Qu’au lieu d’envisager la biographie d’un artiste pris isolément, On considère l’ensemble des artistes d’une nation : la même marche se dessinera dans une plus longue durée, le même résultat se produira dans de plus vastes proportions. C’est un fait remarquable que moins les peuples sont civilisés, que plus ils sont voisins encore de l’époque de leur vie où l’instinct est prédominant, où le climat les subjugue et le tempérament les emporte, plus aussi leurs penchans en fait d’art sont grossiers et faciles à satisfaire. Ce qui leur manque alors, ce n’est pourtant ni la sève bouillante, ni la chaleur du sang, ni la vigueur musculaire, ni la fougue sauvage des passions aveugles. D’autre part, aucun fâcheux manuel d’esthétique, aucune malencontreuse théorie de l’idéal n’est encore venue les fasciner, fausser la spontanéité de leurs élans et égarer leur muse dans des sentiers systématiques ou convenus. Or on sait quels chefs-d’œuvre enfante presque invariablement cette muse aux instincts puissans : en peinture, ce sont des ébauches informes, dignes de rivaliser avec les croquis que nos écoliers hasardent sur les murs ; en sculpture, des magots très inférieurs aux plus modestes jouets de la foire ; en musique, des cris discordans ou des bruits abominables. Quant à la beauté humaine, les peuplades où elle existe à quelque degré prennent soin de la corriger en perçant les narines, en déchirant les lèvres et en effaçant les traits du visage sous les enluminures insensées du tatouage.

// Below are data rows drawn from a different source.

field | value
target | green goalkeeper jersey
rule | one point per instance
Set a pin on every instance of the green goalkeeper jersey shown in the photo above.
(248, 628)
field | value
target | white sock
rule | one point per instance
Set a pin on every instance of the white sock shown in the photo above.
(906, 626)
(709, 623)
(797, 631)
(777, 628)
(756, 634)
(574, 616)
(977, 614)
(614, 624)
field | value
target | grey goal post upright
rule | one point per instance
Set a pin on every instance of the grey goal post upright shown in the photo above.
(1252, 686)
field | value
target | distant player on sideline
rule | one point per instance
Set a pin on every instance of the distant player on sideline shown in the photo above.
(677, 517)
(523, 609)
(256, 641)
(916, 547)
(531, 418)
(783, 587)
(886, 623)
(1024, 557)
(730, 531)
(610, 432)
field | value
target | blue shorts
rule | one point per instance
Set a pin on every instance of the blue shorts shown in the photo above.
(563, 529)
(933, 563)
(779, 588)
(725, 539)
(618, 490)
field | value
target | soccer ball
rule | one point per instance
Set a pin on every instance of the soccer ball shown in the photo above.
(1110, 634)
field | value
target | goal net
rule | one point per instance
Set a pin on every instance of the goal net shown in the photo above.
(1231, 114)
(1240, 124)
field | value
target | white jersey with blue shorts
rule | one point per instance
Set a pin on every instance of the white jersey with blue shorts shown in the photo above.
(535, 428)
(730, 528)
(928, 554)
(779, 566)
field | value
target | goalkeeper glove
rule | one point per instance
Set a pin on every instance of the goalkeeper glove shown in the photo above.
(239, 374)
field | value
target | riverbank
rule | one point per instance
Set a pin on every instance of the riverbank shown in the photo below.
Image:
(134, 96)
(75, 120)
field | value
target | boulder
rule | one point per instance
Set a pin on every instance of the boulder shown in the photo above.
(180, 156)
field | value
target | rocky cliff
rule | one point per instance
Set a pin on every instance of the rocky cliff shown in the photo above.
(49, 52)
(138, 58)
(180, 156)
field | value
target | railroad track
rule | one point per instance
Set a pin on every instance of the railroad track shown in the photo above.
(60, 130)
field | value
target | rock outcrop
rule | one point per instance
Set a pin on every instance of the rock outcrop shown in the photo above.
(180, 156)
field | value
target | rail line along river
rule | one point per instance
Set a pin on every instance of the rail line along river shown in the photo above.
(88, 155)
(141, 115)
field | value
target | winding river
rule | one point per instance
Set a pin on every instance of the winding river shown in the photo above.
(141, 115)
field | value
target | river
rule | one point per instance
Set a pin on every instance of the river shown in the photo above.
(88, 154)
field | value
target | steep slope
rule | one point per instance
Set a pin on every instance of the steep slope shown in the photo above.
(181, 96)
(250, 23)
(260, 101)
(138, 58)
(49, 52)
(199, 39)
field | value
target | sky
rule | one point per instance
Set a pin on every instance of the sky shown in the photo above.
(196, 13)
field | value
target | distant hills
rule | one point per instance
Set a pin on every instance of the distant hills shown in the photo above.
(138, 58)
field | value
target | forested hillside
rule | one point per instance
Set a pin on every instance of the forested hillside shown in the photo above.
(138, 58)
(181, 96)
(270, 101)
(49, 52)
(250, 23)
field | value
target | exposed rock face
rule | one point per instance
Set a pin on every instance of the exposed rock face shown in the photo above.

Les nations les mieux douées, celles qui plus tard excellent à revêtir la pensée de formes admirables, ont, il est vrai, de ces rudes commencemens. Toutefois, à mesure que, s’élevant au-dessus de la nature animale, elles s’éloignent de l’existence sauvage ou barbare, à mesure que leurs aptitudes esthétiques croissent et se déploient, leurs artistes, sollicités par d’intimes affinités, se rapprochent graduellement de la science, et le jour vient où ils s’unissent définitivement avec elle. Cette union, aux époques florissantes, n’est pour l’art ni une défaite ni une absorption ; c’est plutôt un heureux mariage où chacun apporte ses richesses et ses forces : l’amour, l’inspiration, l’enthousiasme, le don de découvrir et de réaliser la forme composant la dot de l’art, — la lumière, l’idée, la règle, la discipline, représentent celle de la science, et l’art, du droit de sa puissance créatrice, prend et garde la prééminence, l’autorité, en un mot le rôle de chef de la communauté. La netteté de la pensée, les conceptions rationnelles, l’ordre, la mesure, les secrets et les utiles inventions d’une technique ingénieuse, voilà ce que l’art demande à la compagne qu’il a librement choisie.